De Hirsh Margules was born in Rumania in 1899, but was brought to America as an infant. He has received his art education largely outside conventional art schools. Some of his painting suggests influences from the Fauves, from Vlaminck, for instance, while MacDougal Alley, first exhibited at the Whitney Museum in 1938, is an evidence of the artist's analytical search for expressive form. Of his phase, he says:
"I struggle to break the glassy, dead-eyed stare of static in painting. I experiment with invented rather than adapted light. I use tactile contrasts, illuminated color, planular and diagonal arrangements; I use both flat planes and planes arranged to give spatial depth; and I break prisms and disintegrate the solid spectrum."
"I go directly to nature, and use pure water color," says Margules, who learned from Egyptian art to design his pictures in simple plane arrangement; who went to Chinese art--potteries and silks--for color and texture enrichment; and who follows Cézanne and Marin in complex spatial arrangements. "For fifteen years, I have been experimenting with the problem of 'movement' in art," he adds.
All of these artists are form seekers in the Cubist line, with greater departure from the visual values of nature. Jean Hélion, the Parisian, wrote in 1933, "The artists do nothing but indicate the paths for the eye through the surfaces of the pictures. Whether the path follows the known line of a nose or the anonymous trajectory of a parabola, is of no importance in itself," though, he adds, "there are means that correspond better with the epoch and its ideas than other means."

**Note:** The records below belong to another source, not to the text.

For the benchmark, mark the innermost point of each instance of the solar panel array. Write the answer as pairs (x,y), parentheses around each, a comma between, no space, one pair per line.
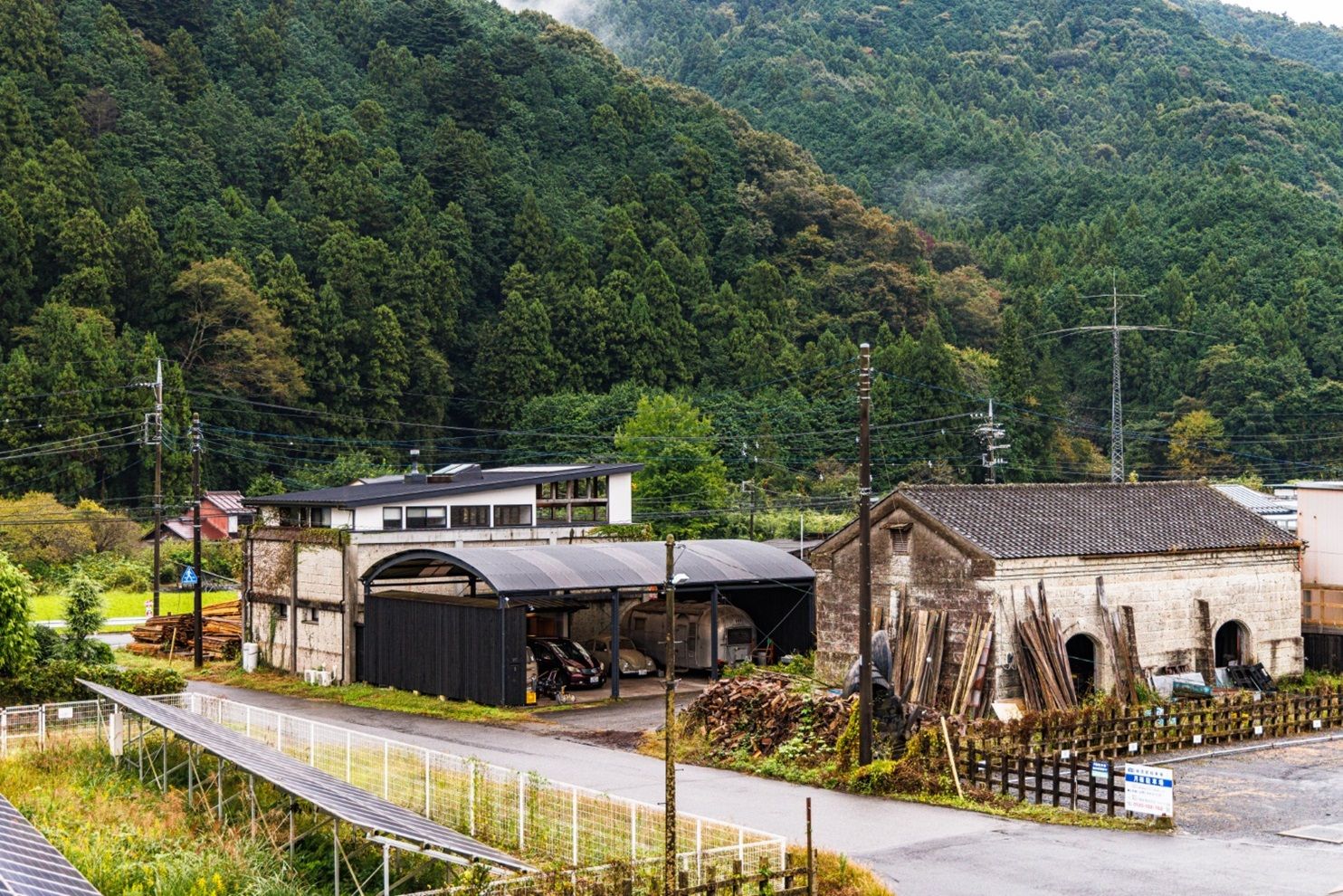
(33,867)
(327,793)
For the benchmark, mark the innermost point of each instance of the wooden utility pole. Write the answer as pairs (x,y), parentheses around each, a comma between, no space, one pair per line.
(863,555)
(158,474)
(195,535)
(669,726)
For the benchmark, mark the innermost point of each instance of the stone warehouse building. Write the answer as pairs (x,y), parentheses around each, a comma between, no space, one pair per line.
(310,555)
(1207,579)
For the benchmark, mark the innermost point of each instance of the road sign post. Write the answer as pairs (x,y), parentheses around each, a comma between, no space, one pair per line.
(1150,790)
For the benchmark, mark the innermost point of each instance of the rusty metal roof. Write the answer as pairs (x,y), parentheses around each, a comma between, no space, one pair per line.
(1043,520)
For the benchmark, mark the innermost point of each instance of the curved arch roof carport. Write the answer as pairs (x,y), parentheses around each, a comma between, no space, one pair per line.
(606,566)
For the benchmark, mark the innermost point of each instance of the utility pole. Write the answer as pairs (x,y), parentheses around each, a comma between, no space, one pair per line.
(669,882)
(863,555)
(988,433)
(195,533)
(1116,399)
(158,474)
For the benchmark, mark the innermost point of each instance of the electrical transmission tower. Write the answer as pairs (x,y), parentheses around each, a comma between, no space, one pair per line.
(1116,396)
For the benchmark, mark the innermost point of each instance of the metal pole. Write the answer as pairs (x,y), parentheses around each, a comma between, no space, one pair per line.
(1116,401)
(158,473)
(615,645)
(863,555)
(197,656)
(669,726)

"Painters have grown conscious, through their sensibility or a knowledge of past cycles, that the aesthetic voice can assert itself anew at any time only after a reorientation of the structural language itself," says George L. K. Morris, who is an abstract artist and a critic in the field of contemporary abstract effort, as well as one of the sponsors of the American Abstract Artists, organized in 1936. Typical of the group, he refutes the idea that Cubism, or French modern art as a whole, has provided any tradition; or that the significant leaders --Picasso, Braque, Miró--have even maintained their own creative supremacy free of periods of sterile and repetitious exercises.
"Nevertheless, the path has been cleared for later artists who are finding for themselves that they must strip their art to those very bones from which all cultures take their life. It remains for them to construct the foundations anew."
"Whether the American art of the future will be representational or not, I cannot say," Morris writes, "but it will have to pass through abstract stages, as have all authentic art cycles. The bare expressiveness of shape and position of shape must be pondered anew; the weight of color, the direction of line and angle, must be restudied until the roots of primary tactile reaction can be perceived again. Occasionally in America, we have been able to project our own quality; and it is on quality that we must insist, for quality can never be counterfeited. Perhaps when we have fixed a genuine accent, the artist will again be free to raise his voice, and to leave for posterity a conception of our life and being."
The necessity to vitalize art with the suggestions and the possibilities of our century's transformed experiences, is felt by all the artists who, at the end of the thirties, are turning back to renew the spirit of earlier abstract experimentation.